Another type of conduction pathway from the atrial myocardium to the ventricular myocardium is the Kent bundle, which conducts electric impulse through a small number (a few) of myocardial cells. If we examine the heart histologically at the AV junction, it is not rare to find such a close approximation of atrial and ventricular myocardial cells which may be interpreted as a Kent bundle in a morphological sense. Therefore, we understand that a histologically defined Kent bundle is common, but demands some additional change of the micro-environment for functional definition so that the tract is used to conduct electrical impulse to develop ventricular preexcitation.

ANATOMY OF THE BUNDLE OF HIS AND PROXIMAL PART OF THE LEFT/RIGHT BUNDLES

The bundle of His at the original description was a tiny connecting band like channel between the atria and ventricles. The bundle of His is now understood as a cord like collection of spindle shaped conduction cells at the junction between the MS and the ventricular septal crest.
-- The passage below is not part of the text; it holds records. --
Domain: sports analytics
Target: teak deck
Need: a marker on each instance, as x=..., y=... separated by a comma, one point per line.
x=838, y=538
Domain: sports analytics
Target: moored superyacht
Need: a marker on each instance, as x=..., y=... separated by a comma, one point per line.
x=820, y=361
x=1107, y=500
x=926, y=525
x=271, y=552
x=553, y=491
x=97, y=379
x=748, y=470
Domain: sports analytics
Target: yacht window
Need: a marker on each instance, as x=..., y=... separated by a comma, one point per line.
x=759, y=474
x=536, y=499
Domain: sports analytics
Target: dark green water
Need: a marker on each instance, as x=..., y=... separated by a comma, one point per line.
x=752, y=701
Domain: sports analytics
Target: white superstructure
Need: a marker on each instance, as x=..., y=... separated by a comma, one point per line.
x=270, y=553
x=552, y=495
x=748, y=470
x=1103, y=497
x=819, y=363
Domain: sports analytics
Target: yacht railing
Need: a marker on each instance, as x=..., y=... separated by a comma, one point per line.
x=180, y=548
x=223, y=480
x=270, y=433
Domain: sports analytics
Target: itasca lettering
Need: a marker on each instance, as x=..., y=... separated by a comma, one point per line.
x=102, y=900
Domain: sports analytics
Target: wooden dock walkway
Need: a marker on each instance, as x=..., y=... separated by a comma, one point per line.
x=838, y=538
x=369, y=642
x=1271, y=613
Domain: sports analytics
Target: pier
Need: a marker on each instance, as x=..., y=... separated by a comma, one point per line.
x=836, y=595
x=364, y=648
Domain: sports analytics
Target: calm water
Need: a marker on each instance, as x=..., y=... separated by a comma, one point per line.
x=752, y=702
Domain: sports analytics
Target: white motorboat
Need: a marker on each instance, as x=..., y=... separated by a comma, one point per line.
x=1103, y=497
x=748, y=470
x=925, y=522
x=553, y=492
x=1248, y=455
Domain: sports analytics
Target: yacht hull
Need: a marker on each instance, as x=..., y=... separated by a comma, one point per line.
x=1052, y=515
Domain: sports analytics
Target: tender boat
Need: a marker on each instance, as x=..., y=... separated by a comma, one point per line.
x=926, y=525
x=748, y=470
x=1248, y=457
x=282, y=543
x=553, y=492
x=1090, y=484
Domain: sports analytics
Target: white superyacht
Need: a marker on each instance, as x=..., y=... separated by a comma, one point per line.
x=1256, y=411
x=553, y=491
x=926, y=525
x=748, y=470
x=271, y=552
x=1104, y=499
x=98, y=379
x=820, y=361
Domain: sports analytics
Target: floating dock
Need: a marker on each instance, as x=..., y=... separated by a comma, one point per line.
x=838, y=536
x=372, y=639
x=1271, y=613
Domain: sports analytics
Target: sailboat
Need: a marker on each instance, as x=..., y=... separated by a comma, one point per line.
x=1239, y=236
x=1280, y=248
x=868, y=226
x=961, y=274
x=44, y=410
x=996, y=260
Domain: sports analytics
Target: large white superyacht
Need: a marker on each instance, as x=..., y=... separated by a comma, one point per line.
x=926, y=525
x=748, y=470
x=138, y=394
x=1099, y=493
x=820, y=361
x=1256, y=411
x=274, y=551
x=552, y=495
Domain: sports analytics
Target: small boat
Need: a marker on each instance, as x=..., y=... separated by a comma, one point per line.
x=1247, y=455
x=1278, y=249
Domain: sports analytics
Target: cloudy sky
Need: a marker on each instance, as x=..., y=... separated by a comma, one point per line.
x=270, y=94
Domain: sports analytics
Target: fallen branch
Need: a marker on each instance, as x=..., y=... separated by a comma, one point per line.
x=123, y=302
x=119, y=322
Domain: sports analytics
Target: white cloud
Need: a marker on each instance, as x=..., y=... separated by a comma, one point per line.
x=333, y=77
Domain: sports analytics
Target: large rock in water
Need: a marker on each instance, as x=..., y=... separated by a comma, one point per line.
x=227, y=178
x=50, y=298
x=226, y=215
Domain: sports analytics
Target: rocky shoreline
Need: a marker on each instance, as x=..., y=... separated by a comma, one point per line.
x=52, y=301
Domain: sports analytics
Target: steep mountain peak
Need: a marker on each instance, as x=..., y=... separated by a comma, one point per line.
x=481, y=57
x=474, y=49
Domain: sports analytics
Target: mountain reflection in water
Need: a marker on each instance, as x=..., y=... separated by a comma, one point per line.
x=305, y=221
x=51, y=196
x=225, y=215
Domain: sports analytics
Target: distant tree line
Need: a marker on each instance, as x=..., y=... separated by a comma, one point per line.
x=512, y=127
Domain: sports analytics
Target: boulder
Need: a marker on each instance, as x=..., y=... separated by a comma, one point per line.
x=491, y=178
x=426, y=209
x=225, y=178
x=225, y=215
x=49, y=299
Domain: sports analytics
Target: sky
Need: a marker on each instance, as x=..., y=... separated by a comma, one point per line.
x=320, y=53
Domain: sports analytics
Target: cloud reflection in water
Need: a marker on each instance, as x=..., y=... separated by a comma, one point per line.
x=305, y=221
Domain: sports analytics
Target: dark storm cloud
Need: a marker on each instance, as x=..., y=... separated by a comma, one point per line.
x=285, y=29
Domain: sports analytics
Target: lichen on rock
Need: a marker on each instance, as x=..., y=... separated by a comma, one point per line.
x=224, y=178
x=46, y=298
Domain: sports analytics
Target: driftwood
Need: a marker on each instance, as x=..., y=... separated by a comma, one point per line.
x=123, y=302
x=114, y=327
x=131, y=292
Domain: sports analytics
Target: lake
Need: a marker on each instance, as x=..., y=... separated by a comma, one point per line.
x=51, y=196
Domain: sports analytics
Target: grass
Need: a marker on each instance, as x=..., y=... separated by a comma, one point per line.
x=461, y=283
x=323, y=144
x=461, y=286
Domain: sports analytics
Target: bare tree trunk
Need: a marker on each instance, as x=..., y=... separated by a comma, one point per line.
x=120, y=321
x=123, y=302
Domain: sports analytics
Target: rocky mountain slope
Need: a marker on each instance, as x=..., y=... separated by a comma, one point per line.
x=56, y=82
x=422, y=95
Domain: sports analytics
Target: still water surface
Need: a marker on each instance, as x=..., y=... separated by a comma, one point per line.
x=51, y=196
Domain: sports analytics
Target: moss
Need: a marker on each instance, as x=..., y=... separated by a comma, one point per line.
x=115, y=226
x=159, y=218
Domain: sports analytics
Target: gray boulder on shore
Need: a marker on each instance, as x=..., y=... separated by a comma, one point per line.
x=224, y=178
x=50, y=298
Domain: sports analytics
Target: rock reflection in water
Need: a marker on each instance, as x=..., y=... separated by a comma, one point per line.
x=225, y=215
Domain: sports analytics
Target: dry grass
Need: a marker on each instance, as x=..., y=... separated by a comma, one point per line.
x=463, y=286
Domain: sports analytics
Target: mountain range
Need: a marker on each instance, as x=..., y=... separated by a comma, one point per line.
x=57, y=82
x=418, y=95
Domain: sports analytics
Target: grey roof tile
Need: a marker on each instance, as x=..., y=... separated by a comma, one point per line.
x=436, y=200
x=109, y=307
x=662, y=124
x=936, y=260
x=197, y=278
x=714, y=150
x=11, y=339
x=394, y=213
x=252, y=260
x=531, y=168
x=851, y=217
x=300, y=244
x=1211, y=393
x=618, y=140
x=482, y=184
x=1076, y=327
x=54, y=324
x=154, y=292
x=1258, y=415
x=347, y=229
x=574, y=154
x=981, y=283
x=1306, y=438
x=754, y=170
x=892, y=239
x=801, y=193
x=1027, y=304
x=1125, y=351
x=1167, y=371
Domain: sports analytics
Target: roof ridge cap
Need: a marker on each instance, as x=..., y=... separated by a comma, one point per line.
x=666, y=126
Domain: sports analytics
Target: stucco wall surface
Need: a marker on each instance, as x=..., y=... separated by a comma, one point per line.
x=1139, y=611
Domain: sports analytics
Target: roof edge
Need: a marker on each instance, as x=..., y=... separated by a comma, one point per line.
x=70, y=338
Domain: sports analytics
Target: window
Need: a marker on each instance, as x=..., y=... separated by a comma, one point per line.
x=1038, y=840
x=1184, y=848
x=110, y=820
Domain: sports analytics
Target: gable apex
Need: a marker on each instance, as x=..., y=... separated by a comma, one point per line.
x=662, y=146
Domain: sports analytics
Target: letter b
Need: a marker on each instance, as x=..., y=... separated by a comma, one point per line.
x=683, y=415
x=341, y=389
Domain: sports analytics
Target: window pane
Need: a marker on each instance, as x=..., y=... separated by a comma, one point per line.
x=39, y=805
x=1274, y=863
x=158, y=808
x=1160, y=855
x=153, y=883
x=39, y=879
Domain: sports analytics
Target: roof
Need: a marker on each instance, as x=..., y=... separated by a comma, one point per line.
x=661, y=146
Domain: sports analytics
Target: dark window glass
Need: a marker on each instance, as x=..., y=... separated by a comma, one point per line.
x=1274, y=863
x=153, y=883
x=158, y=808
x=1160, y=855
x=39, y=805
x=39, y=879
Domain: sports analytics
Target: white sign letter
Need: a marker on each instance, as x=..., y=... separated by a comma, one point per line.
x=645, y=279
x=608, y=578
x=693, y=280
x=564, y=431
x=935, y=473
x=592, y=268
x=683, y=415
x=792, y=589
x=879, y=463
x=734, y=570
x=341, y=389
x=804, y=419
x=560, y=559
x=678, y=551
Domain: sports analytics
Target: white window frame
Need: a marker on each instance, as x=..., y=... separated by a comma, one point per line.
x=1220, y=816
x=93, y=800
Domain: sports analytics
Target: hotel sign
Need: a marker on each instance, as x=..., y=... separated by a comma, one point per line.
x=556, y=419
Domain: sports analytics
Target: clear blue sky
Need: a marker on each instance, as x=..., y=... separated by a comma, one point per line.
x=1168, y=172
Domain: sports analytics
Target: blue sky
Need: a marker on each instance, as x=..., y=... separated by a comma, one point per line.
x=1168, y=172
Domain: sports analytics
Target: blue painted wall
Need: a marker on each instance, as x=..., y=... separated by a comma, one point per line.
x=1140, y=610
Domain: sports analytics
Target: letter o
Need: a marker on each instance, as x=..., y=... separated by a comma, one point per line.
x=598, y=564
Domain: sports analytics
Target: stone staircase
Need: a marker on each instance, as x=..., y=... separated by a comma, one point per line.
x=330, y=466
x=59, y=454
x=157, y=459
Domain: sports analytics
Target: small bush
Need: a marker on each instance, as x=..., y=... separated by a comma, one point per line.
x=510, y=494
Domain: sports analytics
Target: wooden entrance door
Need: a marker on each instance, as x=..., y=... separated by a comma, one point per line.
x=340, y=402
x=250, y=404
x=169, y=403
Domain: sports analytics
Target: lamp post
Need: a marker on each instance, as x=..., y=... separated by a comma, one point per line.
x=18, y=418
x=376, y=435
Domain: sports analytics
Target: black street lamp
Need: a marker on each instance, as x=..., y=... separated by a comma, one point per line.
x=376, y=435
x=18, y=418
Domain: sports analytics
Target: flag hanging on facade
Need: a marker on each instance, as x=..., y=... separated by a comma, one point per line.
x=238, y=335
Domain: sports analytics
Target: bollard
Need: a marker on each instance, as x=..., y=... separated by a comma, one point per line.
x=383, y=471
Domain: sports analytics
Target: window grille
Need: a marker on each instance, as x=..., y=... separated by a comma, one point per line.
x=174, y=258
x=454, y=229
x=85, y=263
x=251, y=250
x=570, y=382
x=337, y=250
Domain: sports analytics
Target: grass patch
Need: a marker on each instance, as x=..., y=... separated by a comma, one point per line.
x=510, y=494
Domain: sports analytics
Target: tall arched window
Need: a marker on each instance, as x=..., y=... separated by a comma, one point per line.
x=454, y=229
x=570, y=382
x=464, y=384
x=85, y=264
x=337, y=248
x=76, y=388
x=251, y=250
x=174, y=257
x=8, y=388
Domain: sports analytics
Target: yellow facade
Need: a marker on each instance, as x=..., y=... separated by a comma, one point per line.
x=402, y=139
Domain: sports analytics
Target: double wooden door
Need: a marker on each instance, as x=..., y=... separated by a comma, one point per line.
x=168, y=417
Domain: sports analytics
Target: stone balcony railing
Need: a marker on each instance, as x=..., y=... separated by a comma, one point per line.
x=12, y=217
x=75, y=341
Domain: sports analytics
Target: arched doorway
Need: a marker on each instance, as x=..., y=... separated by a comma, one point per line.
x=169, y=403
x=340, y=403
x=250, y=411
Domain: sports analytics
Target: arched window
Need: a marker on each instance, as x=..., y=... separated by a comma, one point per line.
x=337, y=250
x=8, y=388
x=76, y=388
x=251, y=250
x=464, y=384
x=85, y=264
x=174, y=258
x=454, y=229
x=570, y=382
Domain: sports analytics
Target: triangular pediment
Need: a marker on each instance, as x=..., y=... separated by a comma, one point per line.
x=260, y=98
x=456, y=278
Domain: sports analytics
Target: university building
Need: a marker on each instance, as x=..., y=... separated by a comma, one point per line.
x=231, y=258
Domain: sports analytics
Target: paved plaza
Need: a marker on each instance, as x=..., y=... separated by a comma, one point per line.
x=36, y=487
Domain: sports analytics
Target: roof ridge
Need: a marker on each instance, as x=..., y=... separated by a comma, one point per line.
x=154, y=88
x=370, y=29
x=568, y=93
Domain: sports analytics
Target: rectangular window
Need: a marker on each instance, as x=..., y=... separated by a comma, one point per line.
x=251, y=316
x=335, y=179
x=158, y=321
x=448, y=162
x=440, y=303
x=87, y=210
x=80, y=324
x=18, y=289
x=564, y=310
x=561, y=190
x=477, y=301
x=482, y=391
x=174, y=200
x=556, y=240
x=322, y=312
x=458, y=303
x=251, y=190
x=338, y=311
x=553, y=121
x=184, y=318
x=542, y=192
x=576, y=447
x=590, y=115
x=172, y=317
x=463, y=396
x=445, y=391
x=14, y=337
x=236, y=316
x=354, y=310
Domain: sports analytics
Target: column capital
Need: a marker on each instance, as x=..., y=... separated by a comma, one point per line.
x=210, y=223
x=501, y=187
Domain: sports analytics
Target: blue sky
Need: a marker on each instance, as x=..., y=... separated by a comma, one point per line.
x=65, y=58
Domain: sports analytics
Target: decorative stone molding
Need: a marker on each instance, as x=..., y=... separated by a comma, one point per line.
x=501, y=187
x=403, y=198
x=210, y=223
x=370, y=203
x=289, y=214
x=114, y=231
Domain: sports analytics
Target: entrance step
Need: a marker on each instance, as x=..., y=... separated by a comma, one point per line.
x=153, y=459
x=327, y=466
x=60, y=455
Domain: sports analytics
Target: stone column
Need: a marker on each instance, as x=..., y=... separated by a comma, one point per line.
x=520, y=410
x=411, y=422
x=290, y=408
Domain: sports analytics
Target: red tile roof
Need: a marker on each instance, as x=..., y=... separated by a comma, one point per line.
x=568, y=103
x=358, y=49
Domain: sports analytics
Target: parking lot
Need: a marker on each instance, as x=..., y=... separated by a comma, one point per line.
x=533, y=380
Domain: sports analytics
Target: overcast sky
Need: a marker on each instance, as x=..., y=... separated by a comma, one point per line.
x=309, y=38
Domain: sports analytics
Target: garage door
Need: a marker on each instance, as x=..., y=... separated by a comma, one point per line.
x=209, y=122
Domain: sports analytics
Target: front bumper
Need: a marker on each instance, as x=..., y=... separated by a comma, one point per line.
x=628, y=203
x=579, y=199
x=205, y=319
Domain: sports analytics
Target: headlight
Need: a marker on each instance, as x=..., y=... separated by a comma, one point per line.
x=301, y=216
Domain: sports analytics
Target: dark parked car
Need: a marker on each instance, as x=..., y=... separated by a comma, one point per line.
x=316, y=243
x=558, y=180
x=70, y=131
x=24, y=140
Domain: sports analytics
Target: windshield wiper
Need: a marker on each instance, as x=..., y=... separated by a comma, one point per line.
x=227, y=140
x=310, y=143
The bundle runs at the inferior border of the MS at the crest of the ventricular septum. The exact location of the bundle was on the left side (24/32) or center (3/32) of the ventricular septal crest but it may be on the right side (5/32).20) Where the bundle arrives at the right fibrous trigone, it is exposed to the left ventricular endocardium and gives rise to the left branch at the left ventricular subendocardium whereas the right branch is in the myocardial layer at the ventricular septum. Both the right and left bundle branches are thin and wide so that they cover proximal part of the summit of the ventricular septum.
Because the left branch is on the left ventricular septal endocardium, we can delineate the width and course of the fascicles. A classical morphological study described variation of the width (1–14 mm) and shape at the proximal end of the fascicle.20) The shape of the left bundle was more often broad fan shaped “non-division” fascicles (11/13) but some (2/13) had anastomosing narrow stripes (proximal division).20) Macroscopic morphology of the septal surface is not described yet but our observation showed morphologic variation on the size of trabeculae (Figure 2). When trabeculae are fine and regular the septal surface will be flat and all the fascicles are on a same septal plane (Figure 2A). If these trabeculae are very coarse the intervening inter-trabecular spaces are deep such that the fascicles are not in a same septal plane but they are at the crest of these trabeculae (Figure 2D). We could describe the anterior, middle and posterior rami of the fascicle but in most cases such division is not clear. At the proximal part of the fascicle, the fascicle in fibrous sheath could be lifted up from the underlying myocardial wall. We then speculate the left bundles with proximal division will have thick muscular septal surface. The trabeculae on the apical part of the left ventricular septum are continuation of fascicles or Purkinje system as a continuum of the fascicle.
Figure 2

Morphological variation of the left ventricular septal surface in human hearts as seen from the left after incision of the LV between 2 major papillary muscles and incision at the center of the anterior leaflet of mitral valve. (A) Fine and regular trabeculae throughout the whole wall. (B) Fine trabeculae admixed with a few coarse trabeculae. (C) Coarse and regular medium sized trabeculae. (D) Prominent big trabeculae and deep inter-trabecular spaces.

LV = left ventricle.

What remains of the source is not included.